I got the 15gal keg basically for free, I got the 2x 5gal corny kegs with sanke adapters on the left for free, and I got the 5x 5gal ball lock cornies for $20 each... and should be picking up 2 more ball locks this weekend. I got several disconnects for the ball locks included. Just need to buy some more, and maybe replace a few of the gaskets (gonna pressure test once I get a regulator).

Picked up the homemade IC for $25 as well.

I got the 20lb (empty) CO2 tank for $50, and traded it for a full one for about $17.

All I need now is a regulator, some gas and liquid tubing, and something cold to store them in once they're full of beer! :ban:

Question: as far as tubing goes, do I *have* to use the red CO2 tubing and clear tubing that you get from the online/local beer places, or can I use vinyl tubing bought at home improvement stores?

kegs.JPG
 
Beverage line is smoother on the inside than regular tubing. Doesn't matter for CO2.
 
I just ask because its easier to get it local, was just wondering if it made a big difference in the quality of beer or longevity of the system?
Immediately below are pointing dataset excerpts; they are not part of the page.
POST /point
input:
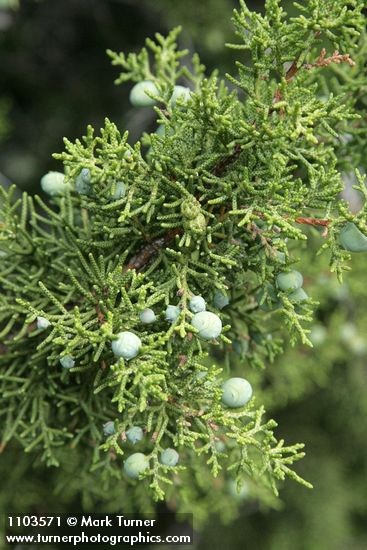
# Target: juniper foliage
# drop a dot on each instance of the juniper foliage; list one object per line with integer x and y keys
{"x": 218, "y": 200}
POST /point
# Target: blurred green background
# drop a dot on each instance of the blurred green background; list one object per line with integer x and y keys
{"x": 55, "y": 79}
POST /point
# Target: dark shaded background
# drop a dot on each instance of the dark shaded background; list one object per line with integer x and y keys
{"x": 56, "y": 79}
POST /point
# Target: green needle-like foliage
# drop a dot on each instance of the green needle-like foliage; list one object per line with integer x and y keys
{"x": 218, "y": 202}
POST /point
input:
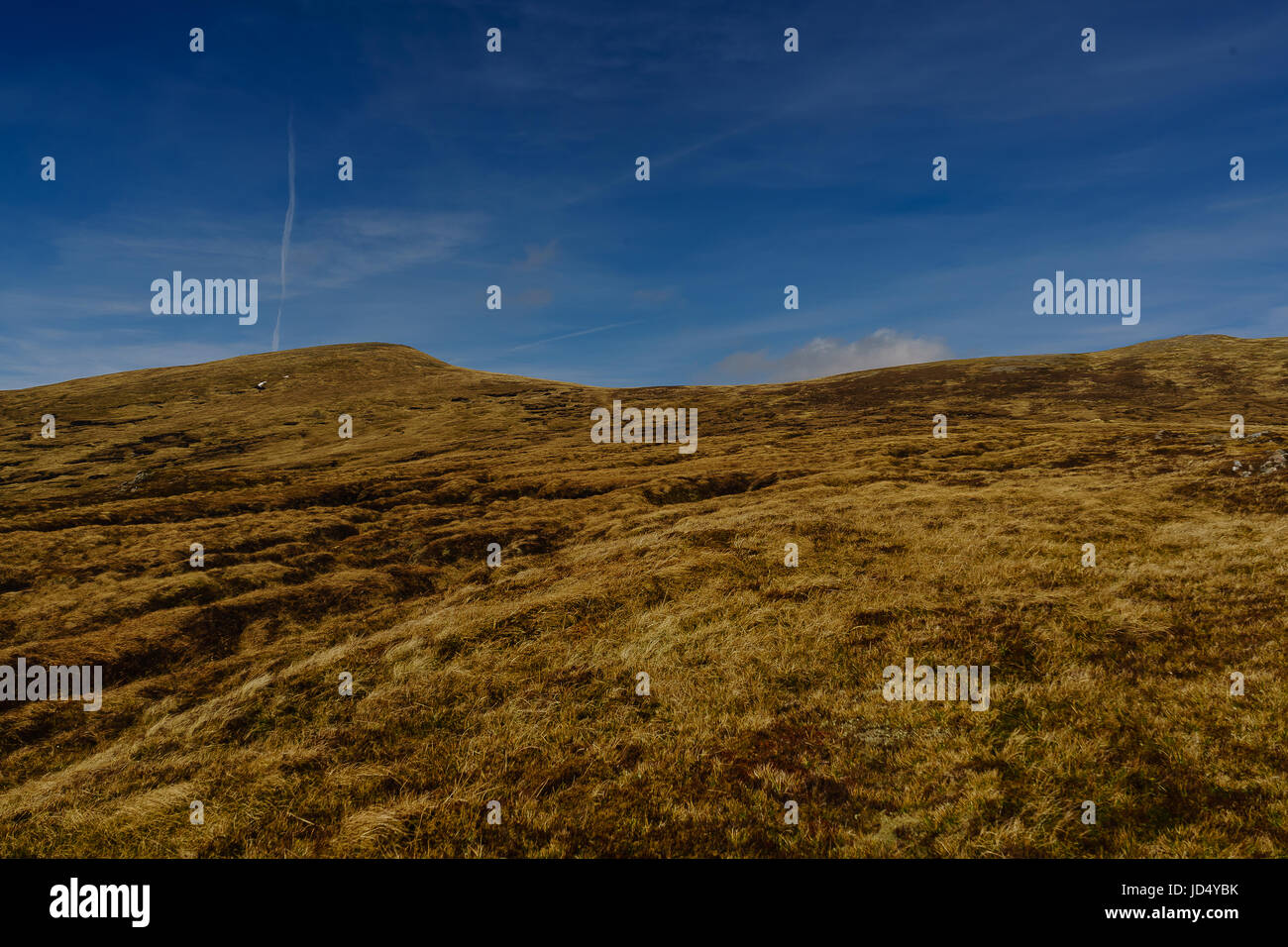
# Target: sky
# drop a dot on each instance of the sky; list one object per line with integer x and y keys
{"x": 518, "y": 169}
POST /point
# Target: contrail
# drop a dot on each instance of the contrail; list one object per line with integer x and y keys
{"x": 290, "y": 219}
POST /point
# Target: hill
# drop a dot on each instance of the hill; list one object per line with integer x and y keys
{"x": 518, "y": 682}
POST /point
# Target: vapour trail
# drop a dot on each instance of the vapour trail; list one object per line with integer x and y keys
{"x": 290, "y": 219}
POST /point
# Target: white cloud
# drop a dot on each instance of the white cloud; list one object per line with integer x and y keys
{"x": 822, "y": 357}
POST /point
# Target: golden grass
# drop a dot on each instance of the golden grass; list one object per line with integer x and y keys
{"x": 518, "y": 684}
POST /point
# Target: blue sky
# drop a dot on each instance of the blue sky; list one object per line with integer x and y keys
{"x": 518, "y": 169}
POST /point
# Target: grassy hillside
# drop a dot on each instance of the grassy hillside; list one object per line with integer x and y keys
{"x": 518, "y": 684}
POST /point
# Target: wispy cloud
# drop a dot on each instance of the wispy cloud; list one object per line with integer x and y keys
{"x": 539, "y": 256}
{"x": 574, "y": 335}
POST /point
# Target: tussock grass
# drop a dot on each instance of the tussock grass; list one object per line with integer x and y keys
{"x": 518, "y": 684}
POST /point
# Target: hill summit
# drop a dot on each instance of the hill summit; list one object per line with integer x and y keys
{"x": 492, "y": 582}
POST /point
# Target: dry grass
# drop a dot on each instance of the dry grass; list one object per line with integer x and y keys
{"x": 518, "y": 684}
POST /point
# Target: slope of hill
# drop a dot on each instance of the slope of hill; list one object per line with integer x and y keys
{"x": 518, "y": 684}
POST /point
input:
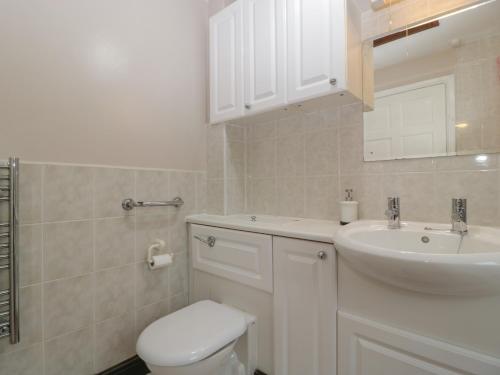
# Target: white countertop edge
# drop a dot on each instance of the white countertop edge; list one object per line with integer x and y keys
{"x": 305, "y": 229}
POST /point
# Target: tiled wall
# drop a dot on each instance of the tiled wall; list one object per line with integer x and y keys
{"x": 407, "y": 12}
{"x": 86, "y": 292}
{"x": 301, "y": 165}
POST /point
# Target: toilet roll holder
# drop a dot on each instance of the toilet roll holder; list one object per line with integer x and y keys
{"x": 153, "y": 250}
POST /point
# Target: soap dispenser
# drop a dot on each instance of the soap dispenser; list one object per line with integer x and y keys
{"x": 348, "y": 208}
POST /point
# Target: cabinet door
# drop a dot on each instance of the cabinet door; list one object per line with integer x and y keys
{"x": 226, "y": 63}
{"x": 265, "y": 65}
{"x": 367, "y": 347}
{"x": 305, "y": 302}
{"x": 316, "y": 47}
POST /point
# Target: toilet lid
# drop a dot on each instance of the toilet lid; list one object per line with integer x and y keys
{"x": 190, "y": 334}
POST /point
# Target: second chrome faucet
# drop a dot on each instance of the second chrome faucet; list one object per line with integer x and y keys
{"x": 458, "y": 215}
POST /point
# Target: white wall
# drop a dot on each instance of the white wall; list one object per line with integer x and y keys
{"x": 115, "y": 82}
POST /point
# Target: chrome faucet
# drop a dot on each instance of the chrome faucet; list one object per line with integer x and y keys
{"x": 393, "y": 213}
{"x": 459, "y": 215}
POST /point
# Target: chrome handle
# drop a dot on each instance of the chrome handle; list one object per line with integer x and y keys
{"x": 210, "y": 240}
{"x": 129, "y": 204}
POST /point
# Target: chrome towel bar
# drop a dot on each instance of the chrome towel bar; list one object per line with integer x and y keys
{"x": 9, "y": 261}
{"x": 129, "y": 204}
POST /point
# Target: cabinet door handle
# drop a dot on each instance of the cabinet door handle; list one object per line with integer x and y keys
{"x": 322, "y": 255}
{"x": 210, "y": 240}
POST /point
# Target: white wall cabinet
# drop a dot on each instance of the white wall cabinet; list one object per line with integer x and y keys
{"x": 265, "y": 66}
{"x": 292, "y": 51}
{"x": 305, "y": 299}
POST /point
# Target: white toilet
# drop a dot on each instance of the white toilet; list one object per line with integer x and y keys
{"x": 196, "y": 340}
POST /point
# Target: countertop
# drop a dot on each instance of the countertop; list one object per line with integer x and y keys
{"x": 306, "y": 229}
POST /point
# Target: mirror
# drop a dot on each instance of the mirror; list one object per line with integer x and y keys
{"x": 437, "y": 88}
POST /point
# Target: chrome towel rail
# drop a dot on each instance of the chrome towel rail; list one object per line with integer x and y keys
{"x": 9, "y": 261}
{"x": 129, "y": 204}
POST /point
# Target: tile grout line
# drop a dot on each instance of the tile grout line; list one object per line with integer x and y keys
{"x": 42, "y": 273}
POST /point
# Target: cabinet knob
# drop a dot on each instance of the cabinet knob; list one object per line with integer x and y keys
{"x": 322, "y": 255}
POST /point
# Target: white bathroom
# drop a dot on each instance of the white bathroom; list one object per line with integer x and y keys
{"x": 250, "y": 187}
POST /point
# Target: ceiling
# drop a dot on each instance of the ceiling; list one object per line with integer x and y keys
{"x": 458, "y": 27}
{"x": 363, "y": 5}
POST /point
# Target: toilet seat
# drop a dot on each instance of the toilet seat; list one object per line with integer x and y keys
{"x": 191, "y": 334}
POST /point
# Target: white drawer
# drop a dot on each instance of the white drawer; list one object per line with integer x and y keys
{"x": 240, "y": 256}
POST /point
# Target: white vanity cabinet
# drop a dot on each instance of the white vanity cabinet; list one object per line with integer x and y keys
{"x": 266, "y": 54}
{"x": 305, "y": 301}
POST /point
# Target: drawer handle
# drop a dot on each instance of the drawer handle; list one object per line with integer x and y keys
{"x": 210, "y": 240}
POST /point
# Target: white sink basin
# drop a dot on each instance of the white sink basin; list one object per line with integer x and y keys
{"x": 437, "y": 262}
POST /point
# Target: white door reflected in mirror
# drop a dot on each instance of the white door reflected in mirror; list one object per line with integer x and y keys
{"x": 437, "y": 88}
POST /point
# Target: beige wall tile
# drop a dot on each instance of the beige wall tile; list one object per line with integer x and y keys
{"x": 114, "y": 341}
{"x": 177, "y": 237}
{"x": 215, "y": 151}
{"x": 151, "y": 286}
{"x": 148, "y": 230}
{"x": 235, "y": 159}
{"x": 30, "y": 193}
{"x": 236, "y": 196}
{"x": 201, "y": 192}
{"x": 290, "y": 125}
{"x": 290, "y": 156}
{"x": 111, "y": 186}
{"x": 321, "y": 153}
{"x": 30, "y": 254}
{"x": 67, "y": 249}
{"x": 215, "y": 197}
{"x": 235, "y": 132}
{"x": 178, "y": 275}
{"x": 265, "y": 130}
{"x": 67, "y": 305}
{"x": 291, "y": 196}
{"x": 67, "y": 193}
{"x": 262, "y": 198}
{"x": 178, "y": 301}
{"x": 114, "y": 242}
{"x": 322, "y": 197}
{"x": 183, "y": 184}
{"x": 28, "y": 361}
{"x": 114, "y": 292}
{"x": 70, "y": 354}
{"x": 261, "y": 158}
{"x": 153, "y": 186}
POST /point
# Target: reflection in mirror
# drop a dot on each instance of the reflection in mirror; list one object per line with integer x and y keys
{"x": 437, "y": 88}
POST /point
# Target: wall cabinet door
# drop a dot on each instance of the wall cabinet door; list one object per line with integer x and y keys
{"x": 226, "y": 63}
{"x": 316, "y": 47}
{"x": 305, "y": 302}
{"x": 265, "y": 65}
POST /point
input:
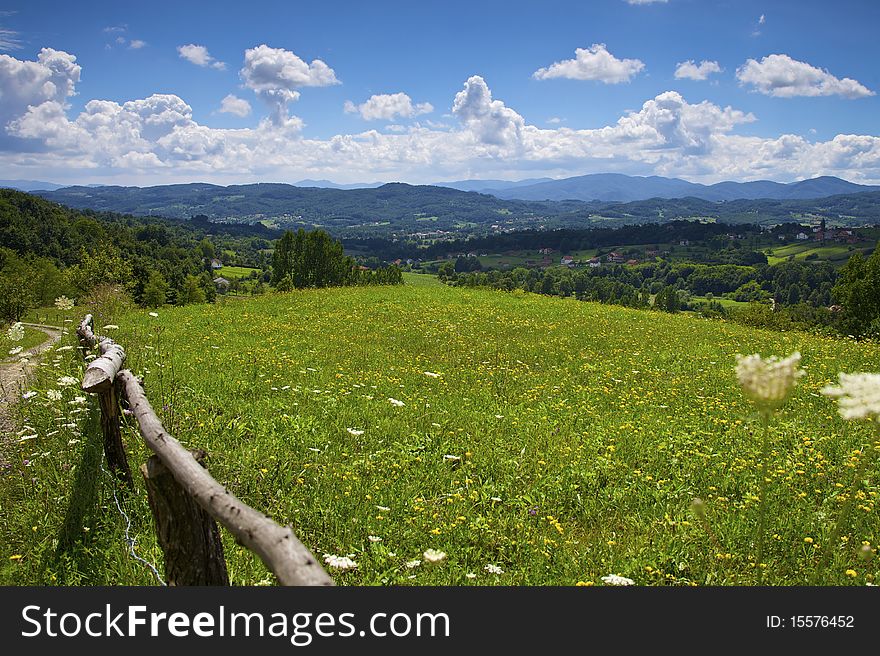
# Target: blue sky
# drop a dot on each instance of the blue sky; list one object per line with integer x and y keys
{"x": 229, "y": 92}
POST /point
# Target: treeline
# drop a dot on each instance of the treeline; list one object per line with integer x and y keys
{"x": 787, "y": 283}
{"x": 787, "y": 295}
{"x": 47, "y": 250}
{"x": 314, "y": 259}
{"x": 569, "y": 240}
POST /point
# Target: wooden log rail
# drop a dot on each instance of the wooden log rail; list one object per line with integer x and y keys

Also, eventually I'd like to build a large kegerator or a keezer to hold at least 4 kegs at once on tap. Does it make sense to go ahead and get a dual-line pressure gauge so that I can keep the tapped beers under pressure with one gauge (and a manifold), and force-carb new kegs with the other? Or is it not a big deal to swap it back and forth?
 
I'd definitely plan on getting beverage tubing for the beer lines. In addition to the smoothness, I've heard horror stories of beer sitting in the lines developing a nasty plastic flavor. Haven't tried it so I can't say for sure, but I'd play it safe with the beer line. Gas line doesn't matter as much, I've used both the red and the clear and haven't had problems with either. I happen to have red lines now, but can't say why I went that way over clear, just figured it would be easier to tell the lines apart when they're jumbled together in the fridge.

As far as the regulator, if you normally force carb using the burst method (high co2 for short time), then a dual body regulator might be handy. If you only had a single, you'd have to either unhook or turn off gas flow for the kegs that weren't being burst carbed while it was turned up, but that shouldn't be a huge problem. The other option is to use the set-and-forget method, where you just leave it on serving pressure until it carbs (generally about 2-3 weeks). That way you don't have to worry about changing the pressures up, but it does take a little longer. If you get a good pipeline going you could even carb naturally in the keg and skip force carbing all together.
 
I've never used a keg before, so I don't have a set method yet. I will probably try force kegging and natural carbing in the keg, to see which works better for me. I'll probably force carb the first one just because I'll be too impatient to wait to try it!